The Benefit of Adding Far Red to your Microgreen Operation

Microgreens continue to be one of the top growth markets in horticulture, with a compound annual growth rate of 7.67%. These younger forms of produce are sought out by chefs and consumers alike for their nutrient density and rich colour profile. One of the most appealing features of these crops is their fast turnaround. The average edible crop can be harvested within two to three weeks and require minimal inputs, making microgreens an extremely profitable sector of horticulture to tap into.

Because of their small size, less than two to three inches, microgreens thrive in vertical growing environments, creating the opportunity for growers to transform virtually any space into a profitable business.

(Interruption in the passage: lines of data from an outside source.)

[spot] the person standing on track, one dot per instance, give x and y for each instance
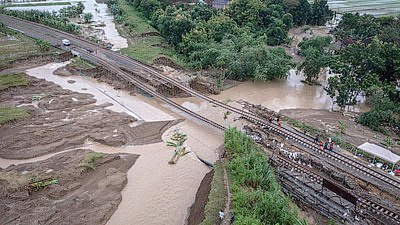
(221, 214)
(316, 139)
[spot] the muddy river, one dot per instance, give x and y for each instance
(102, 24)
(289, 93)
(156, 192)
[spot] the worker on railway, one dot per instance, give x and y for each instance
(316, 139)
(321, 145)
(331, 145)
(221, 214)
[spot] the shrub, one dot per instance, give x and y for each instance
(257, 197)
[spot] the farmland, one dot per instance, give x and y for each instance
(373, 7)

Advances in LED lighting have paved the way for this type of close quarter growing, ensuring healthy, quality growth, in small spaces.

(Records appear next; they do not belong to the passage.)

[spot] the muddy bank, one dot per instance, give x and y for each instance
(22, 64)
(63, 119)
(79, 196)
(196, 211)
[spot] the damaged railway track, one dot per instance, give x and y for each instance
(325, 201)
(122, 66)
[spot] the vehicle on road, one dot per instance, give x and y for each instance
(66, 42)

Incorporating LEDs as the primary source of lighting, offers several benefits for vertical operations, including less heat, energy savings, and increased productivity. These lights are typically used between 12 to 18 hours a day, to replicate natural sunlight and an additional 4 to 6 hours for supplemental lighting.

When it comes to growing microgreens, three things are essential:

  1. Producing quality plants (delicious and nutritious)

  2. Quick turnaround

  3. A viable market (chefs, grocers, or direct to consumer)

Lighting plays an essential role in helping achieve these goals.

What is the best LED for this type of crop?

To answer the question, growers need to understand the role that each spectrum plays in growing. Typically, microgreens are grown under red and blue light-emitting diodes. Both these spectrums are absorbed by the leaves and are, in turn, used for photosynthesis.

One of the benefits of microgreens is their diversity. As a grower, you can choose to specialize your operation or diversify; including a variety of fast-growing vegetables, slow-growing vegetables, and herbs.

So, what spectrum is the best?

Well, when it comes to microgreens- it's all about balance.

Researchers Ying and Chase found that increasing the blue light proportion to 20% will

  • Increase gene expression of the plant

  • Increase extractable antioxidant concentrations

Blue light is vital in developing the overall nutrient of the plant. However, when it is combined with red light, it takes the plant to the next level-increasing its photosynthetic capacity and the overall size of the plant.